The above named engineer, Perry, who was employed by Peter the Great in these parts, found a vast track of land covered with pasture, leguminous plants, cherry and almond trees, and large flocks of wild sheep, who fed in these solitary places, and whose flesh was excellent. The inhabitants of these countries must be conquered and civilized, in order to second the efforts of nature, who has been forced in the climate of Petersburg.
The kingdom of Astracan is a part of the ancient Capshak, conquered by Gengis-Khan, and afterwards by Tamerlane, whose dominion extended as far as Moscow. The czar, John Basilides, grandson of John Basilowitz, and the greatest conqueror of all the Russian princes, delivered his country from the Tartarian yoke, in the sixteenth century, and added the kingdom of Astracan to his other conquests, in 1554.
Astracan is the boundary of Asia and Europe, and is so situated as to be able to carry on a trade with both; as merchandizes may be conveyed from the Caspian Sea, up to this town, by means of the Wolga. This was one of the grand schemes of Peter the Great, and has been partly carried into execution. An entire suburb of Astracan is inhabited by Indians.

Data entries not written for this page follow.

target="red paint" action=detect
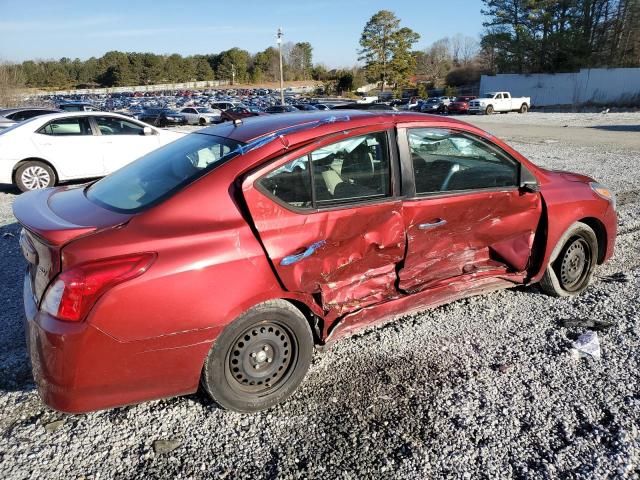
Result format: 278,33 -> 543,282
14,111 -> 616,412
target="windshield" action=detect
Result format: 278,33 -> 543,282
86,133 -> 242,213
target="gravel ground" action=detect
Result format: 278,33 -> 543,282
0,113 -> 640,479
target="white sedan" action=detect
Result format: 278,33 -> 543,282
0,112 -> 185,192
180,107 -> 220,125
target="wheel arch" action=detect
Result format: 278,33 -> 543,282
577,217 -> 607,265
11,157 -> 60,184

To the south-east of the kingdom of Astracan, is a small country, newly planted, called Oremburg. The town of this name was built in the year 1734, on the banks of the river Jaick. This province is thick covered with hills, that are parts of Mount Caucasus. The passes in these mountains, and of the rivers that run down from them, are defended by forts raised at equal distances. In this region, formerly uninhabited, the Persians come at present, to hide from the rapacity of robbers, such of their effects as have escaped the fury of the civil wars. The city of Oremburg is become the asylum of the Persians and their riches, and is grown considerable by their calamities. The natives of Great Bukari come hither to trade, so that it is become the mart of Asia.